The multi-media special “Himmler – Die Handschrift des Massenmörders,” (Himmler – The Handwriting of A Mass Murderer) originated from a historic discovery.
In January, 2011, Vanessa Lappa, Israeli filmmaker and granddaughter of Holocaust survivors, contacted Die Welt’s Editor in Chief, Jan-Eric Peters. She had hundreds of verified private documents from one of the most powerful Nazis and organisers of the Holocaust, Heinrich Himmler. Lappa was already working on a documentary about the story.
Almost three years later in December 2013, our goal at Die Welt was to find an appropriate format for this exceptional material — for the printed newspaper, but especially for online.
We decided to build an entirely new multi-media dossier divided into eight chapters. Each chapter would focus on a different key aspect of the documents, featuring original film excerpts, interviews, picture galleries, and so on.
There were two challenges:
- We had to put the project together very quickly.
- It had to be kept strictly secret until the launch on January 26, 2014, meaning a small team of editors, designers, and coders had to operate more or less day and night.
We decided to publish the material step-by-step, producing one online chapter and one print chapter per day, which allowed our users to dive into the stories to gain an unusually deep insight into the historical material.

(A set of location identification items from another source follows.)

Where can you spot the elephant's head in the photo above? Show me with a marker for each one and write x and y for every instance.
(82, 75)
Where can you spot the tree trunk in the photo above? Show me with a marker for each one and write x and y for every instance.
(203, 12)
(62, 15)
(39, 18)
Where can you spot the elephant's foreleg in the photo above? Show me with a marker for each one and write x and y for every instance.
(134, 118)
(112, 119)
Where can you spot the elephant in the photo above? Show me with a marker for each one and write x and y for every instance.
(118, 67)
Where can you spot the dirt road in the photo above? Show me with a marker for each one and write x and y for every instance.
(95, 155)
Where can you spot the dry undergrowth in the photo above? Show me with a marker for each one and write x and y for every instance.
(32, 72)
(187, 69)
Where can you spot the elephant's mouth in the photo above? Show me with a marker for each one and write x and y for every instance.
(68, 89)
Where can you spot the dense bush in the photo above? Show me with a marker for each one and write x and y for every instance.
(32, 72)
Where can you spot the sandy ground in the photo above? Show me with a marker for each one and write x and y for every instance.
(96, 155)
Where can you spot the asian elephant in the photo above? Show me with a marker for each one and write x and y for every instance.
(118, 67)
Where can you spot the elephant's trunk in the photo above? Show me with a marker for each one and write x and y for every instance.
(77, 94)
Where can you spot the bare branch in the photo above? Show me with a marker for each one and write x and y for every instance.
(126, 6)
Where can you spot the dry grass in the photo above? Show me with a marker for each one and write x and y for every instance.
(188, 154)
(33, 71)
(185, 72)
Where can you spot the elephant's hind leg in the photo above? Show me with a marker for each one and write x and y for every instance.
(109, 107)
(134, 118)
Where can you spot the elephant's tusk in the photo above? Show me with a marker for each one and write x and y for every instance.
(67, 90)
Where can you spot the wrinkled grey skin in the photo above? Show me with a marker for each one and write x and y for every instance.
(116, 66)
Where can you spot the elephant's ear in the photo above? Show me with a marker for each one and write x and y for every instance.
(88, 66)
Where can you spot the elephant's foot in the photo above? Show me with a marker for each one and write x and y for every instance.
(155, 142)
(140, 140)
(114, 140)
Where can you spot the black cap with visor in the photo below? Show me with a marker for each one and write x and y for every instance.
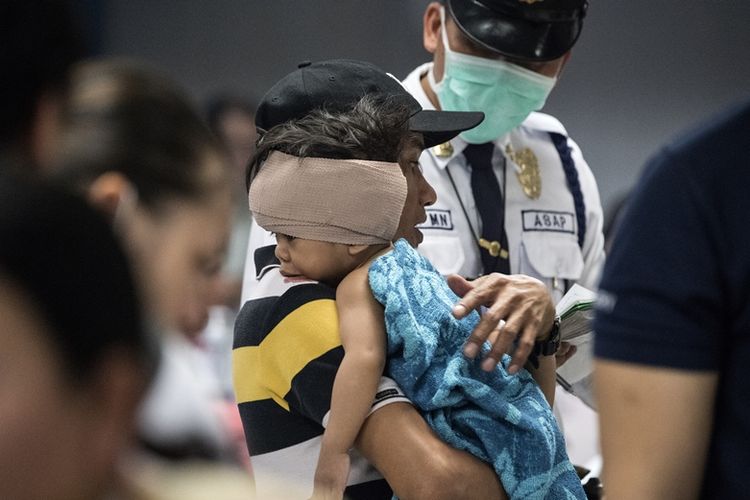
(339, 84)
(530, 30)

The special received extraordinary feedback: hundreds of newspapers, Web sites, television and radio stations from all over the world reported about our story.
Many of them got their first impression by viewing our online special. Avner Shalev, director of the Yad Vashem World Center for Holocaust Research, called our discovery historically very important. Numerous reactions from our readers and a high number of visits to our site showed that the interest was enormous.